General characteristics
- Class & type: Edsall-class destroyer escort
- Displacement: 1,253 tons standard; 1,590 tons full load;
- Length: 306 feet (93.27 m)
- Beam: 36.58 feet (11.15 m)
- Draft: 10.42 full load feet (3.18 m)
- Propulsion: 4 FM diesel engines,; 4 diesel-generators,; 6,000 shp (4.5 MW),; 2 screws;
- Speed: 21 knots (39 km/h)
- Range: 9,100 nmi. at 12 knots; (17,000 km at 22 km/h);
- Complement: 8 officers, 201 enlisted
- Armament: 3 × single 3 in (76 mm)/50 guns; 1 × twin 40 mm AA guns; 8 × single 20 mm AA guns; 1 × triple 21 in (533 mm) torpedo tubes; 8 × depth charge projectors; 1 × depth charge projector (hedgehog); 2 × depth charge tracks;

= USS Hissem =

1943 Edsall-class destroyer escort

USS Hissem (DE-400/DER-400) was an Edsall class destroyer escort of the United States Navy. Hissem was constructed in 1943 as DE-400. In 1955, the vessel was equipped with modern radars, and the designation was changed to DER-400. The special purpose of DER (Destroyer Escort Radar picket) ships was the detection of aircraft. Their chief role was to extend the DEW line out into the N. Atlantic and the N. Pacific oceans.

==Namesake==
Joseph Metcalf Hissem was born on 31 December 1917 in Mount Carroll, Illinois. He enlisted in the United States Naval Reserve on 9 January 1941. Following flight training he was appointed Ensign on 30 August 1941. Though he was assigned to a patrol squadron in Hawaii, he volunteered for temporary duty with Torpedo Squadron 8. In the first attack in the Battle of Midway on 4 June 1942 Hissem and his squadron took off from and without fighter protection pressed home an attack on the Imperial Japanese Navy aircraft carriers until all were shot down. Although no ships were sunk in the attack, they diverted air cover and forced a re-arming of Japanese planes which brought victory for the U.S. fleet. He was posthumously awarded the Navy Cross and the Purple Heart.

==History==
Hissem was launched by Brown Shipbuilding, Houston, Texas, 26 December 1943; sponsored by Miss Elizabeth D. Hissem, sister of Ensign Hissem; and commissioned 13 January 1944.

Following a shakedown cruise to Bermuda, Hissem steamed via Charleston, South Carolina to New York, where she arrived 20 March 1944. Her first combat duty was as an escort ship with convoy UGS-37, carrying vitally needed troops and supplies to the Mediterranean. The convoy departed Norfolk, Virginia 23 March and entered the Mediterranean Sea without attack. Then near Algiers the night of 11–12 April the Luftwaffe attacked. About 35 bombers and torpedo planes struck in a coordinated attack, and were repulsed by accurate gunnery and evasive chemical smoke. Hissem's gun crews splashed one torpedo plane and damaged another, as the escorts prevented damage to the huge convoy of transports. The only ship struck was escort ship , torpedoed but able to make port.

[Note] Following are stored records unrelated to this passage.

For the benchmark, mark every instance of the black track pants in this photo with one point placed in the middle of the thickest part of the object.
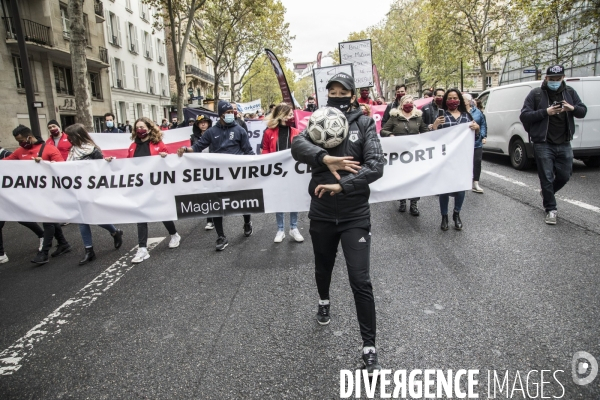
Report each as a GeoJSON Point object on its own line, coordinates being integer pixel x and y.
{"type": "Point", "coordinates": [356, 244]}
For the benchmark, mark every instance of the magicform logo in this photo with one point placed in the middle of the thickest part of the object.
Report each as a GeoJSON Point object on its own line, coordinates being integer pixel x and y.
{"type": "Point", "coordinates": [584, 368]}
{"type": "Point", "coordinates": [220, 204]}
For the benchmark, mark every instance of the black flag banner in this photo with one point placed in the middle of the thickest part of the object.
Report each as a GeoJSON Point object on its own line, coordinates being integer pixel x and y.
{"type": "Point", "coordinates": [285, 89]}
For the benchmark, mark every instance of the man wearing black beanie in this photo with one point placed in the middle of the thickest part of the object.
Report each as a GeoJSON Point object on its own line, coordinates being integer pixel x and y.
{"type": "Point", "coordinates": [225, 137]}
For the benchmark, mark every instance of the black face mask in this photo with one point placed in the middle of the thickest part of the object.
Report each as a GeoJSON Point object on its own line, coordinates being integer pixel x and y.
{"type": "Point", "coordinates": [341, 103]}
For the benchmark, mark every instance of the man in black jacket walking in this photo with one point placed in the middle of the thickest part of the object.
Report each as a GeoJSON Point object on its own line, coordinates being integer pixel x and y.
{"type": "Point", "coordinates": [339, 207]}
{"type": "Point", "coordinates": [547, 116]}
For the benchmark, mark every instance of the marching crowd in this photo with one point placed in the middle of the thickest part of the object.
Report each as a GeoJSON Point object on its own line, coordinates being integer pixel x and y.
{"type": "Point", "coordinates": [339, 188]}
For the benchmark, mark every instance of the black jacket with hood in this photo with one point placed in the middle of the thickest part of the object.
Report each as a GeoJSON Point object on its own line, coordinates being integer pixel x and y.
{"type": "Point", "coordinates": [535, 119]}
{"type": "Point", "coordinates": [362, 143]}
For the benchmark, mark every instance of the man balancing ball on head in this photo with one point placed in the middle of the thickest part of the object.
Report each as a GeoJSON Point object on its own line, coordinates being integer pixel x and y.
{"type": "Point", "coordinates": [344, 162]}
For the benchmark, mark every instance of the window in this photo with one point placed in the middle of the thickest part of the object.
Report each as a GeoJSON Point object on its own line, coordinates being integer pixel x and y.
{"type": "Point", "coordinates": [147, 45]}
{"type": "Point", "coordinates": [63, 80]}
{"type": "Point", "coordinates": [136, 81]}
{"type": "Point", "coordinates": [118, 72]}
{"type": "Point", "coordinates": [132, 40]}
{"type": "Point", "coordinates": [64, 17]}
{"type": "Point", "coordinates": [95, 87]}
{"type": "Point", "coordinates": [113, 27]}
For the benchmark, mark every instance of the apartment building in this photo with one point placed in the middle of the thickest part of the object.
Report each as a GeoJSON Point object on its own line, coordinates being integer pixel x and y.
{"type": "Point", "coordinates": [139, 76]}
{"type": "Point", "coordinates": [46, 30]}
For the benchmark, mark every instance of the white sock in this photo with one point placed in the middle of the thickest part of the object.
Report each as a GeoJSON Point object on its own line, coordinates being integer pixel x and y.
{"type": "Point", "coordinates": [368, 349]}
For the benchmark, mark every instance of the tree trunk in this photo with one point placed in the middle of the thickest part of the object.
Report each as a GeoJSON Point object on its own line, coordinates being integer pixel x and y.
{"type": "Point", "coordinates": [79, 64]}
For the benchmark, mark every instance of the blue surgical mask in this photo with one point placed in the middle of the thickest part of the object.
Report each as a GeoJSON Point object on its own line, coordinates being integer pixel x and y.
{"type": "Point", "coordinates": [554, 85]}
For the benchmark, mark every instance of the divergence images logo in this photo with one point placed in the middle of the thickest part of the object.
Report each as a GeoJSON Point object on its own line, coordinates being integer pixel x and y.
{"type": "Point", "coordinates": [220, 204]}
{"type": "Point", "coordinates": [584, 368]}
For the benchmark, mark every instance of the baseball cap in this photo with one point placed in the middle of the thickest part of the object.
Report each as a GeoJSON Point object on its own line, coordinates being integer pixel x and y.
{"type": "Point", "coordinates": [344, 79]}
{"type": "Point", "coordinates": [555, 70]}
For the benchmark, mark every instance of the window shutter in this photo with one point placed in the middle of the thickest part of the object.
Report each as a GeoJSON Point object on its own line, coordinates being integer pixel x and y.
{"type": "Point", "coordinates": [108, 27]}
{"type": "Point", "coordinates": [119, 31]}
{"type": "Point", "coordinates": [124, 72]}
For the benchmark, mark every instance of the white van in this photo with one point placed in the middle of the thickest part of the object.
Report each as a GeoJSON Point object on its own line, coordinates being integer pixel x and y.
{"type": "Point", "coordinates": [505, 134]}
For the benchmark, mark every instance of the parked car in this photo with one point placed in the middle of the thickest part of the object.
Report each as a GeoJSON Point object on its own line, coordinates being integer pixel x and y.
{"type": "Point", "coordinates": [506, 135]}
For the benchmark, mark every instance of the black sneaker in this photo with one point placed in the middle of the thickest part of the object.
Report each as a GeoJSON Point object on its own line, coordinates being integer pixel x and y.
{"type": "Point", "coordinates": [371, 363]}
{"type": "Point", "coordinates": [323, 315]}
{"type": "Point", "coordinates": [40, 258]}
{"type": "Point", "coordinates": [222, 242]}
{"type": "Point", "coordinates": [118, 238]}
{"type": "Point", "coordinates": [61, 249]}
{"type": "Point", "coordinates": [248, 229]}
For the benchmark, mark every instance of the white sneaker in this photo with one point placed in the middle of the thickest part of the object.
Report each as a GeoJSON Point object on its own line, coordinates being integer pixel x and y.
{"type": "Point", "coordinates": [295, 233]}
{"type": "Point", "coordinates": [279, 237]}
{"type": "Point", "coordinates": [476, 187]}
{"type": "Point", "coordinates": [174, 242]}
{"type": "Point", "coordinates": [141, 255]}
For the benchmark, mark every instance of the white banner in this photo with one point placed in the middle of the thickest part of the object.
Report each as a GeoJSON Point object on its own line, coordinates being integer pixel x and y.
{"type": "Point", "coordinates": [359, 54]}
{"type": "Point", "coordinates": [149, 189]}
{"type": "Point", "coordinates": [322, 75]}
{"type": "Point", "coordinates": [249, 107]}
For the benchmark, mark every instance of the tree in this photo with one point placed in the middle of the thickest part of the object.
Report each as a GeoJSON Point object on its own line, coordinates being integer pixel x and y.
{"type": "Point", "coordinates": [262, 82]}
{"type": "Point", "coordinates": [177, 16]}
{"type": "Point", "coordinates": [78, 43]}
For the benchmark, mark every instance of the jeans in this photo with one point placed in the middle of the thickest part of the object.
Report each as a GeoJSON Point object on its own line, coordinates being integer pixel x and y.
{"type": "Point", "coordinates": [52, 230]}
{"type": "Point", "coordinates": [143, 232]}
{"type": "Point", "coordinates": [459, 198]}
{"type": "Point", "coordinates": [218, 221]}
{"type": "Point", "coordinates": [555, 166]}
{"type": "Point", "coordinates": [35, 228]}
{"type": "Point", "coordinates": [281, 220]}
{"type": "Point", "coordinates": [86, 233]}
{"type": "Point", "coordinates": [356, 244]}
{"type": "Point", "coordinates": [477, 155]}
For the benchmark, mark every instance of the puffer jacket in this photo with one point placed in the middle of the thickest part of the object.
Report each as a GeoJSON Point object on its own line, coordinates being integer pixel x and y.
{"type": "Point", "coordinates": [362, 143]}
{"type": "Point", "coordinates": [398, 125]}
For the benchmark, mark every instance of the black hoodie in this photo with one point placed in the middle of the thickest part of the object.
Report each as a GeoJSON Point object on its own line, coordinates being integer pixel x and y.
{"type": "Point", "coordinates": [362, 143]}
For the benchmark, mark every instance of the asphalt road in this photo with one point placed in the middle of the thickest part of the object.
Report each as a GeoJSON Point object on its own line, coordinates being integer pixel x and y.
{"type": "Point", "coordinates": [508, 293]}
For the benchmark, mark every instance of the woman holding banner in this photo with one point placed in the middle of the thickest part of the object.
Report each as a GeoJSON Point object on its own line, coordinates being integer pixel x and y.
{"type": "Point", "coordinates": [405, 120]}
{"type": "Point", "coordinates": [339, 207]}
{"type": "Point", "coordinates": [278, 137]}
{"type": "Point", "coordinates": [84, 148]}
{"type": "Point", "coordinates": [147, 141]}
{"type": "Point", "coordinates": [455, 113]}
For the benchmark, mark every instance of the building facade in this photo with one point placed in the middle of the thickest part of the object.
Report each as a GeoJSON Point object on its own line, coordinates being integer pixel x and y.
{"type": "Point", "coordinates": [137, 54]}
{"type": "Point", "coordinates": [46, 29]}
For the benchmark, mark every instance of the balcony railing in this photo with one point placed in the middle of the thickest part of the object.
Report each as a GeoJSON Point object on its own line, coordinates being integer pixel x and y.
{"type": "Point", "coordinates": [99, 8]}
{"type": "Point", "coordinates": [192, 70]}
{"type": "Point", "coordinates": [34, 32]}
{"type": "Point", "coordinates": [103, 53]}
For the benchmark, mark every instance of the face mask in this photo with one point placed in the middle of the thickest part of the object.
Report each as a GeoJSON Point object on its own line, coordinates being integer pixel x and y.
{"type": "Point", "coordinates": [341, 103]}
{"type": "Point", "coordinates": [408, 108]}
{"type": "Point", "coordinates": [554, 85]}
{"type": "Point", "coordinates": [452, 104]}
{"type": "Point", "coordinates": [141, 133]}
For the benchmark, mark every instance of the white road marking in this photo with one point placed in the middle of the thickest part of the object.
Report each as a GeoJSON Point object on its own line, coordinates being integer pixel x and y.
{"type": "Point", "coordinates": [13, 357]}
{"type": "Point", "coordinates": [537, 190]}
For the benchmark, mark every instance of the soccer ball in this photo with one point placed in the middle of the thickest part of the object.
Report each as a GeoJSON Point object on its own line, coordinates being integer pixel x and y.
{"type": "Point", "coordinates": [328, 127]}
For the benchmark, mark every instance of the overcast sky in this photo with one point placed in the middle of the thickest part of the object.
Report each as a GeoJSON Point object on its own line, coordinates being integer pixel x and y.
{"type": "Point", "coordinates": [319, 25]}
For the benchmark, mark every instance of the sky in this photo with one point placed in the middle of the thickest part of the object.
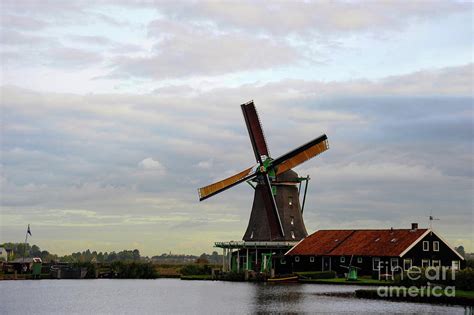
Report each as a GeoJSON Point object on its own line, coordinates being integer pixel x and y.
{"type": "Point", "coordinates": [113, 113]}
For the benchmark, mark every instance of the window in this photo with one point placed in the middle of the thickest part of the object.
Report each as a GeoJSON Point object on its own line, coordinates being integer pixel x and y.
{"type": "Point", "coordinates": [407, 264]}
{"type": "Point", "coordinates": [455, 264]}
{"type": "Point", "coordinates": [426, 246]}
{"type": "Point", "coordinates": [393, 263]}
{"type": "Point", "coordinates": [375, 263]}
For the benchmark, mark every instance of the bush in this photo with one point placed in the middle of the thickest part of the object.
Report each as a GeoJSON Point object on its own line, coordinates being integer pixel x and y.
{"type": "Point", "coordinates": [195, 269]}
{"type": "Point", "coordinates": [91, 269]}
{"type": "Point", "coordinates": [317, 274]}
{"type": "Point", "coordinates": [234, 276]}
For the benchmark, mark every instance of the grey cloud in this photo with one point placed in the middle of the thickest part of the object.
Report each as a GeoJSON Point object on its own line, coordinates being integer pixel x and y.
{"type": "Point", "coordinates": [308, 17]}
{"type": "Point", "coordinates": [184, 51]}
{"type": "Point", "coordinates": [390, 155]}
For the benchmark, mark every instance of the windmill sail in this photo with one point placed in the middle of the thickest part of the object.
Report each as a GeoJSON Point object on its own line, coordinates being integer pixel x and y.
{"type": "Point", "coordinates": [276, 212]}
{"type": "Point", "coordinates": [215, 188]}
{"type": "Point", "coordinates": [300, 154]}
{"type": "Point", "coordinates": [254, 128]}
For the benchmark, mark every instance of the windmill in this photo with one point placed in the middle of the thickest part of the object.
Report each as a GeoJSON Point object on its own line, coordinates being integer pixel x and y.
{"type": "Point", "coordinates": [432, 218]}
{"type": "Point", "coordinates": [276, 212]}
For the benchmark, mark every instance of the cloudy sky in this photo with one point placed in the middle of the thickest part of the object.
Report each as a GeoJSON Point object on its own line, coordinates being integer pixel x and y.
{"type": "Point", "coordinates": [113, 113]}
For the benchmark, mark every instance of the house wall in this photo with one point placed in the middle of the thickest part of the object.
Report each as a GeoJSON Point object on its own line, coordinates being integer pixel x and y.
{"type": "Point", "coordinates": [334, 263]}
{"type": "Point", "coordinates": [445, 255]}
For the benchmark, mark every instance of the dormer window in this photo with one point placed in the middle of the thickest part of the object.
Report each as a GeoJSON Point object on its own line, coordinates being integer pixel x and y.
{"type": "Point", "coordinates": [426, 246]}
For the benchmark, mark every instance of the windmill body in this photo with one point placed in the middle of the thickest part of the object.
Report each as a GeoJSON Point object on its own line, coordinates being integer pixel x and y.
{"type": "Point", "coordinates": [289, 210]}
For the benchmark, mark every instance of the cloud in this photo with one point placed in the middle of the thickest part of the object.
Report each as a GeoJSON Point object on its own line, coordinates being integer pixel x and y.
{"type": "Point", "coordinates": [190, 50]}
{"type": "Point", "coordinates": [205, 164]}
{"type": "Point", "coordinates": [309, 17]}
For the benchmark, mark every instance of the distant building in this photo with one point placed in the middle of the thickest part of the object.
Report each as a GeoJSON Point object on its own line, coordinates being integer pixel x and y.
{"type": "Point", "coordinates": [370, 250]}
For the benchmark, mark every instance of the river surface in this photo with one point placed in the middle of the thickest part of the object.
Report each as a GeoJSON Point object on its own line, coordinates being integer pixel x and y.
{"type": "Point", "coordinates": [174, 296]}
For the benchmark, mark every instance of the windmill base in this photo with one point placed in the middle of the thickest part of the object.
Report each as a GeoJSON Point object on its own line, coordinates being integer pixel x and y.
{"type": "Point", "coordinates": [259, 257]}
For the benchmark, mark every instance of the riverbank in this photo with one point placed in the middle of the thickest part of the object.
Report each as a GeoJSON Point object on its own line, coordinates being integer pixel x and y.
{"type": "Point", "coordinates": [417, 295]}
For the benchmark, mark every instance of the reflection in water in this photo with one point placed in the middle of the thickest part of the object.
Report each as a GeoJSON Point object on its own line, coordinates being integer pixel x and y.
{"type": "Point", "coordinates": [274, 297]}
{"type": "Point", "coordinates": [173, 296]}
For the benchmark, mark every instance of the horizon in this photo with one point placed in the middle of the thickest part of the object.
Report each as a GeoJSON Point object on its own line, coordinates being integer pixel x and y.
{"type": "Point", "coordinates": [114, 114]}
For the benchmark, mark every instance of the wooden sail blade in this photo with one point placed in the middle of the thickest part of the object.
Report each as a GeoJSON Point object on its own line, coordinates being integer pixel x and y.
{"type": "Point", "coordinates": [215, 188]}
{"type": "Point", "coordinates": [300, 154]}
{"type": "Point", "coordinates": [276, 228]}
{"type": "Point", "coordinates": [254, 128]}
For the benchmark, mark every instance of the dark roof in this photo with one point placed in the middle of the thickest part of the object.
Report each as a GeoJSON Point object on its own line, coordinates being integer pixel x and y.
{"type": "Point", "coordinates": [391, 242]}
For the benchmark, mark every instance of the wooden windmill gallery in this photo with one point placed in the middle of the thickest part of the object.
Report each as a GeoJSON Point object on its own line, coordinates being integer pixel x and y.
{"type": "Point", "coordinates": [276, 220]}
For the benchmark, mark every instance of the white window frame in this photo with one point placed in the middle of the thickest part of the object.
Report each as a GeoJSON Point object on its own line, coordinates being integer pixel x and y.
{"type": "Point", "coordinates": [392, 265]}
{"type": "Point", "coordinates": [456, 265]}
{"type": "Point", "coordinates": [374, 266]}
{"type": "Point", "coordinates": [426, 246]}
{"type": "Point", "coordinates": [405, 262]}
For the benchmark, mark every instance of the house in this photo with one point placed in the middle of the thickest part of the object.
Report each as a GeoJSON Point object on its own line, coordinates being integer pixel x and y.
{"type": "Point", "coordinates": [371, 251]}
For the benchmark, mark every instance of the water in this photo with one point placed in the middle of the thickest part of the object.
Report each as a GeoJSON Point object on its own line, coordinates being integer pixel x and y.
{"type": "Point", "coordinates": [173, 296]}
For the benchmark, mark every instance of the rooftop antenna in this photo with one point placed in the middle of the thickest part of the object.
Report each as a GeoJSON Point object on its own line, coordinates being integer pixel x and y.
{"type": "Point", "coordinates": [432, 218]}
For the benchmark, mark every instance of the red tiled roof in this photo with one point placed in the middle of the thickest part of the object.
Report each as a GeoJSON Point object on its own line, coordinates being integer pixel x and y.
{"type": "Point", "coordinates": [357, 242]}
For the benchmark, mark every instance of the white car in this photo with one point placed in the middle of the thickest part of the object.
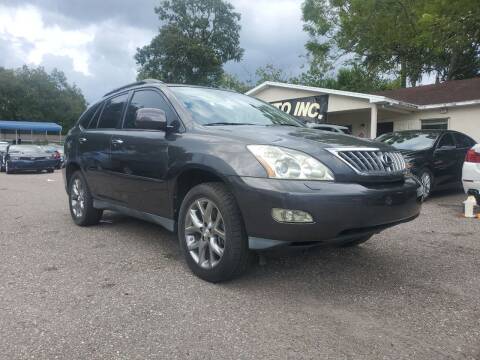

Subsequently, Hissem performed regular escort duty across the Atlantic interspersed with anti-submarine and anti-aircraft training on the East Coast of the United States. The ship transported over 500 paratroopers in March 1945, taking them on board in the Azores, transferring them to SS Althone Castle, and escorting the ship through submarine waters to Liverpool. Braving both the Germans and the heavy weather of the North Atlantic. Hissem made a total of seven convoy voyages from June 1944 until she returned to New York 28 May 1945.

With the war in Europe over, the destroyer escort prepared to join the Pacific Fleet in dealing the death blows to the Japanese Empire. She sailed 20 June from New York and after operations in the Caribbean arrived Pearl Harbor 26 July 1945. Hissem remained at Hawaii until after the surrender of Japan, and steamed 30 August for Eniwetok and Ulithi. The ship then continued to Japan, arriving Tokyo 7 October 1945 to assist occupation operations. Sailing to Guam 29 October, the ship transported occupation troops to nearby islands, acted as air-sea rescue ship, and steamed as a weather ship through the western Pacific.

Hissem sailed for the United States 9 January 1946. Arriving San Pedro 25 January, she got underway 2 days later for the Panama Canal and Philadelphia, Pennsylvania, where she arrived 11 February. After repairs the ship steamed to Green Cove Springs, Florida, 23 March and decommissioned 15 June 1946.

Hissem was brought out of reserve in 1955 and converted for use as a radar picket ship at Boston Navy Yard. Equipped with the latest electronic detection devices, she recommissioned at Boston 31 August 1956. After shakedown the ship joined the Atlantic Barrier, cruising as a sea extension of the DEW line to strengthen the northern defenses of Canada and the United States. In the years that followed, first out of Boston and later Newport, Hissem alternated 1 month of lonely picket duty with a month of in-port or training time, often experiencing the characteristic heavy weather of the North Atlantic. In 1959 and 1962 she made visits to Northern European and Mediterranean ports.
Hissem was a member of the Cuban Missile Crisis blockade. Oct 1962

Hissem saw varied duty in 1963. After two tours of picket duty she acted as command ship during the search for lost submarine 16–21 April. A month as school ship for sonar training at Key West, Florida was followed by two more days of duty on Thresher search operations 27–28 June. Taking up new duties, Hissem sailed 12 August for New Zealand and Operation Deepfreeze, the Navy's continuing effort at exploration and scientific work in Antarctica. The radar picket ship operated between the continent and New Zealand as a navigational beacon and rescue ship for flights to and from the Navy's air facility at McMurdo Sound.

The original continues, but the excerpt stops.